1. Leader election process
In the raft protocol, a node is in one of the following three states at any time:
- leader: master node
- follower: slave node
- candidate: candidate master node
1. Election at startup:
When a node starts, it is in the follower state. If it does not receive a heartbeat from the leader within a period of time, it switches from follower to candidate and initiates an election. If it receives the majority of votes in the cluster (including its own vote), it will switch to the leader state; if it is found that other nodes have become the leader before itself, it will actively switch to the follower state.
2. Runtime election:
If the follower does not receive a heartbeat from the leader within the election timeout (maybe the leader has not been elected yet and everyone is waiting; maybe the leader has died; maybe there is just a network failure between the leader and the follower), it will actively initiate election. Proceed as follows:
- A node switches to candidate state and casts its vote
- Send RequestVote RPCs requests to other nodes in parallel (request to vote)
- Wait for replies from other nodes
During this process, three outcomes may occur based on messages from other nodes:
- If you receive votes from the majority (including your own vote), you will win the election and become the leader.
- If you are informed that someone else has been elected, then switch to the follower yourself
- If no majority vote is received within a period of time or two candidates have a tie vote, the candidate status will remain and the election will be reissued. Because frequent tie votes will cause nodes to constantly re-elect, resulting in long-term unavailability, Raft introduced randomized election timeouts to try to avoid tie votes (the election timeout of each node is random) ). At the same time, in the leader-based consensus algorithm, the number of nodes is an odd number, and try to ensure the occurrence of majority. ,
2、log replication
All requests from the client are sent to the leader, and the leader schedules the order of these concurrent requests and ensures the consistency of the leader and followers states. The approach in raft is to inform followers of these requests and the order of execution. The leader and followers execute these requests in the same order to ensure consistent status. The leader encapsulates the client request (command) into each log entry, replicates these log entries to all follower nodes, and then everyone applies (apply) the commands in the log entry in the same order, then the status must be consistent. The leader only needs the log to be copied to most nodes to return to the client. Once a success message is returned to the client, the system must ensure that the log (actually the command contained in the log) will not occur under any abnormal circumstances. rollback. There are two words here: commit (committed) and apply (applied). The former refers to the status of the log after the log has been copied to most nodes; while the latter refers to the node applying the log to the state machine, which truly affects the node status.
3. Split-brain problem
The raft algorithm guarantees that at most one leader can be elected in any term. There can only be one leader in a replica set at any time. There is more than one leader in the system at the same time, which is called brain split. This is a very serious problem and will cause data coverage loss. In raft, two points guarantee this property:
- A node can only cast one vote at most in a certain term.

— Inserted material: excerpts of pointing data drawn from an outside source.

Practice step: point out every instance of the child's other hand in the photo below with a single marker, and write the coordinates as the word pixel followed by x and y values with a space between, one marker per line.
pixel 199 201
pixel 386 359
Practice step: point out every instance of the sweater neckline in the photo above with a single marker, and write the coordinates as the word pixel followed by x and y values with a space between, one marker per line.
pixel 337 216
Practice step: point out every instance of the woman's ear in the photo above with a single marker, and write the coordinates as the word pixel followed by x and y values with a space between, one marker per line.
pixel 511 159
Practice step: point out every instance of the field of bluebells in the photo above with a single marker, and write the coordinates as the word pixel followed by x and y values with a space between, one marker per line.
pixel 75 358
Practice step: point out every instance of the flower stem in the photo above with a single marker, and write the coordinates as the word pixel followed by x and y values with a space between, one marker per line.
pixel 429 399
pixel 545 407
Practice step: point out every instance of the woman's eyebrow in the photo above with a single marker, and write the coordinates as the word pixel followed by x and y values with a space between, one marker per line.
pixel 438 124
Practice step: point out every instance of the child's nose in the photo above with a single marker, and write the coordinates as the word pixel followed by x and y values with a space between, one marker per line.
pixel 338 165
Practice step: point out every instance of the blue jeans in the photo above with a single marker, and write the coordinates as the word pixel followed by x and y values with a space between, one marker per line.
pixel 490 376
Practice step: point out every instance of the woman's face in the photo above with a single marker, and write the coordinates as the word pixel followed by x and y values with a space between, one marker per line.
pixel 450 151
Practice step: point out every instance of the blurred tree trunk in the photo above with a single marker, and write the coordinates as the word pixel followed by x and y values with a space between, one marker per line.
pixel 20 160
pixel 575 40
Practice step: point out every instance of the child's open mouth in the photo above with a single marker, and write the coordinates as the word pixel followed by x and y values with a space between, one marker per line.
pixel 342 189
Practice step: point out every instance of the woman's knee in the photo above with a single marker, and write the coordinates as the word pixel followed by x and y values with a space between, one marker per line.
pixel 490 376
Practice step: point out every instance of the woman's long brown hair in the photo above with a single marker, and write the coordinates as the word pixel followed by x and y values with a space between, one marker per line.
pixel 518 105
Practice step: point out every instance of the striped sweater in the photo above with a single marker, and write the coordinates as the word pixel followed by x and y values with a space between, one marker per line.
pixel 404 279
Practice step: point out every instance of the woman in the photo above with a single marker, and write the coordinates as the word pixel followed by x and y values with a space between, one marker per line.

- Only the node that receives the majority vote will become the leader
Therefore, there must be only one leader in a certain term. However, in the case of network partition, there may be two leaders, but the terms of the two leaders are different.
In the above figure, Node A, B and Node C, D, E may be separated due to network problems, so Node C, D, E cannot receive messages from the leader (Node B). After the election time, Node C, D, and E will be elected in stages. Since the majority condition is met, Node E becomes the leader of term 2. Therefore, there seem to be two leaders in the system: Node B in term 1 and Node E in term 2. Node B’s term is older, but since it cannot communicate with the Majority node, Node B will still consider itself the leader. At this time, a client sent a write request to Node B. Node B found that it could not copy the log entry to the majority node, so it would not tell the client that the write was successful. If the client sends a write request to C, Node C can copy the log entry to the majority node, so the network partition where Node C is located can receive the request normally. When the network is repaired, Node B and Node A find that the Term they are in is 1, which is smaller than the term of Node C, so they will degenerate into followers and synchronize cluster data.